Typical use of MCMC sampling can only approximate the target distribution, as there is always some residual effect of the starting position. More sophisticated MCMC-based algorithms such as coupling from the past can produce exact samples, at the cost of additional computation and an unbounded (though finite on average) running time.
The most common application of these algorithms is numerically calculating multi-dimensional integrals. In these methods, an ensemble of "walkers" moves around randomly. At each point where the walker steps, the integrand value at that point is counted towards the integral. The walker then may make a number of tentative steps around the area, looking for a place with reasonably high contribution to the integral to move into next. Random walk methods are a kind of random simulation or Monte Carlo method. However, whereas the random samples of the integrand used in a conventional Monte Carlo integration are statistically independent, those used in MCMC are correlated. A Markov chain is constructed in such a way as to have the integrand as its equilibrium distribution. Surprisingly, this is often easy to do.
Overview
These Markov chain Monte Carlo methods are ones where the direction the walker is likely to move depends only on where the walker is, and what the function value is in the area. These methods are easy to implement and analyse, but unfortunately it can take a long time for the walker to explore all of the space. The walker will often double back and cover ground already covered. This problem is called "slow mixing".
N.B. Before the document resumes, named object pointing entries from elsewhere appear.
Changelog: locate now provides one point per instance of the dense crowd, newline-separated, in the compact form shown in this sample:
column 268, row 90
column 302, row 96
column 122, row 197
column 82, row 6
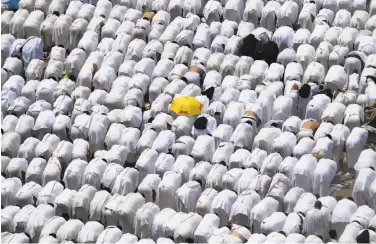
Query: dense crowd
column 92, row 152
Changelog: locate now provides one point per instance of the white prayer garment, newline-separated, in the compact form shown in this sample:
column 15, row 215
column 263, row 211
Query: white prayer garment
column 143, row 220
column 341, row 215
column 262, row 210
column 7, row 216
column 208, row 224
column 90, row 232
column 323, row 175
column 38, row 219
column 240, row 211
column 361, row 191
column 305, row 203
column 304, row 172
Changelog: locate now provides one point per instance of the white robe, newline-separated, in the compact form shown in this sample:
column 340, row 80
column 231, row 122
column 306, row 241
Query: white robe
column 324, row 173
column 341, row 215
column 222, row 204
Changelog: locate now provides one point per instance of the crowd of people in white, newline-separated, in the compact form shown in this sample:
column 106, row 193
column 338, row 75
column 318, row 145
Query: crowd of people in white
column 91, row 151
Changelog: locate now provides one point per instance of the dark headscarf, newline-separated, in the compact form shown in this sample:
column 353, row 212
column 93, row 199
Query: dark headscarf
column 268, row 52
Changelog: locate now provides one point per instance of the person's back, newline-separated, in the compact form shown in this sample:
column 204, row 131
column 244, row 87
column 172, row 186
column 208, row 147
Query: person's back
column 32, row 49
column 370, row 123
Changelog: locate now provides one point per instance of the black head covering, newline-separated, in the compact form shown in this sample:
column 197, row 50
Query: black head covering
column 249, row 46
column 305, row 91
column 201, row 123
column 209, row 92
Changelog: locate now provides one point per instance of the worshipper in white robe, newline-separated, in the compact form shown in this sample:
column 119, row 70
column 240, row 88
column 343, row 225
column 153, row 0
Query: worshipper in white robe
column 222, row 204
column 21, row 218
column 25, row 126
column 146, row 164
column 323, row 175
column 94, row 172
column 350, row 233
column 143, row 220
column 273, row 223
column 69, row 230
column 230, row 178
column 241, row 209
column 148, row 187
column 35, row 170
column 363, row 215
column 126, row 182
column 188, row 225
column 262, row 210
column 90, row 232
column 38, row 220
column 361, row 191
column 204, row 202
column 287, row 167
column 50, row 192
column 366, row 159
column 354, row 144
column 74, row 174
column 303, row 172
column 127, row 238
column 81, row 203
column 27, row 194
column 166, row 193
column 265, row 137
column 10, row 144
column 291, row 198
column 64, row 203
column 341, row 214
column 324, row 148
column 17, row 168
column 110, row 235
column 160, row 220
column 315, row 222
column 279, row 186
column 219, row 235
column 183, row 146
column 339, row 135
column 7, row 215
column 305, row 203
column 47, row 146
column 271, row 164
column 208, row 224
column 188, row 194
column 98, row 204
column 294, row 223
column 203, row 148
column 214, row 176
column 9, row 188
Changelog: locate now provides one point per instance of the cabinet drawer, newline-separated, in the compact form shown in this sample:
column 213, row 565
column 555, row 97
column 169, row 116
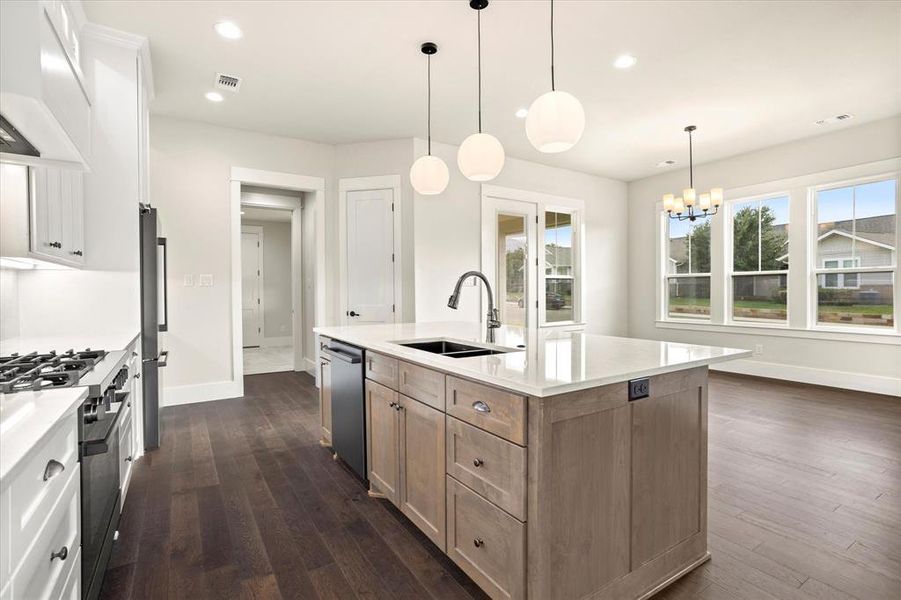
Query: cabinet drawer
column 421, row 384
column 39, row 575
column 497, row 411
column 487, row 543
column 37, row 486
column 381, row 369
column 491, row 466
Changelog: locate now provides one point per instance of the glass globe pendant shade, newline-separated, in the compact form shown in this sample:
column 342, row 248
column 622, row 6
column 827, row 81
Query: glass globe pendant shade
column 555, row 122
column 481, row 157
column 429, row 175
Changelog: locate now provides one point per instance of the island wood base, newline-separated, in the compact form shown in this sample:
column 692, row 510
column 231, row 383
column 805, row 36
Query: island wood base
column 580, row 495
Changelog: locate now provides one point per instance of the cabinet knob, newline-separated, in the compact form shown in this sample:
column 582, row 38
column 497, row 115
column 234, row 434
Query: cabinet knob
column 53, row 468
column 480, row 406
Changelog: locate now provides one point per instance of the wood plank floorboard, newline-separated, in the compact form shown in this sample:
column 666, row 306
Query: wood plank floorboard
column 241, row 501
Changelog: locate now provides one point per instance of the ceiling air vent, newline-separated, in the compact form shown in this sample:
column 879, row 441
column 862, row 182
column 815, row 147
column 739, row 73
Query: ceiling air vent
column 228, row 82
column 835, row 119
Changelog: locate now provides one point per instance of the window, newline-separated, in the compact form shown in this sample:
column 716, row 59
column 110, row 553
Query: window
column 760, row 259
column 688, row 269
column 559, row 274
column 855, row 254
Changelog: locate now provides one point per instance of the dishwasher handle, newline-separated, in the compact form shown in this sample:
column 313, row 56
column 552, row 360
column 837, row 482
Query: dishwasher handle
column 341, row 355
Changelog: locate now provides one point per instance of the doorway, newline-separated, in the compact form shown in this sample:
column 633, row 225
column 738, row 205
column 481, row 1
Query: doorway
column 267, row 262
column 369, row 227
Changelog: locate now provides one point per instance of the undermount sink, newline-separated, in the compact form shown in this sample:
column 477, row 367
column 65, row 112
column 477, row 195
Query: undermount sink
column 453, row 349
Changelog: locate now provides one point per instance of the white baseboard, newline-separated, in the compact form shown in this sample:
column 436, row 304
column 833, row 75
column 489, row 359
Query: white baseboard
column 875, row 384
column 202, row 392
column 280, row 341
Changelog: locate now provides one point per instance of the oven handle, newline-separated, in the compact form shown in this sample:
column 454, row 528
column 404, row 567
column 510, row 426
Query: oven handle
column 95, row 447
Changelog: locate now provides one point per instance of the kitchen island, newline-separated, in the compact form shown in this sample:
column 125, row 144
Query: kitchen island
column 549, row 464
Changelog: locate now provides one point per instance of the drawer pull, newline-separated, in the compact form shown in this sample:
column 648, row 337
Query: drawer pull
column 62, row 554
column 53, row 468
column 480, row 406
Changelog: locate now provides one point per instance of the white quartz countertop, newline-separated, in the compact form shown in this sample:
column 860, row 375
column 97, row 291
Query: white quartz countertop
column 27, row 417
column 553, row 361
column 61, row 343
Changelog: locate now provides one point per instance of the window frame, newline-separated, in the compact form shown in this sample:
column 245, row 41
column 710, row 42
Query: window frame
column 815, row 270
column 667, row 276
column 803, row 268
column 729, row 261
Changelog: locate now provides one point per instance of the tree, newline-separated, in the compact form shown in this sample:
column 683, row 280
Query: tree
column 746, row 231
More sophisticated algorithms use some method of preventing the walker from doubling back. For example, in "self avoiding walk" or SAW routines, the walker remembers where it has been before (at least for a few steps), and avoids stepping on those locations again. These algorithms are harder to implement, but may exhibit faster convergence (i.e. fewer steps for an accurate result). Various statistical problems can occur — for example, what happens when a walker paints itself into a corner?
Multi-dimensional integrals often arise in Bayesian statistics and computational physics, so random walk Monte Carlo methods are widely used in those fields.
Random walk algorithms
- Adaptive rejection sampling: A variant of rejection sampling that modifies the proposal density on the fly.
- Metropolis-Hastings algorithm: Generates a random walk using a proposal density and a method for rejecting proposed moves.
- Gibbs sampling: Requires all the conditional distributions of the target distribution to be known in closed form. Gibbs sampling has the advantage that it does not display random walk behaviour. However, it can run into problems when variables are strongly correlated. When this happens, a technique called simultaneous over-relaxation can be used.
- Hybrid Markov chain Monte Carlo: Tries to avoid random walk behaviour by introducing an auxiliary momentum vector and implementing Hamiltonian dynamics where the potential function is the target density. The momentum samples are discarded after sampling. The end result of Hybrid MCMC is that proposals move across the sample space in larger steps and are therefore less correlated and converge to the target distribution more rapidly.
- Slice sampling: Depends on the principle that one can sample from a distribution by sampling uniformly from the region under the plot of its density function. This method alternates uniform sampling in the vertical direction with uniform sampling from the horizontal `slice' defined by the current vertical position.
- Reversible Jump
References
- George Casella and Edward I. George. "Explaining the Gibbs sampler". The American Statistician, 46:167-174, 1992. (Basic summary and many references.)
- A.E. Gelfand and A.F.M. Smith. "Sampling-Based Approaches to Calculating Marginal Densities". J. American Statistical Association, 85:398-409, 1990.
- Andrew Gelman, John B. Carlin, Hal S. Stern, and Donald B. Rubin. Bayesian Data Analysis. London: Chapman and Hall. First edition, 1995. (See Chapter 11.)
- S. Geman and D. Geman. "Stochastic Relaxation, Gibbs Distributions, and the Bayesian Restoration of Images". IEEE Transactions on Pattern Analysis and Machine Intelligence, 6:721-741, 1984.
- C.P. Robert and G. Casella. "Monte Carlo Statistical Methods" (second edition). New York: Springer-Verlag, 2004.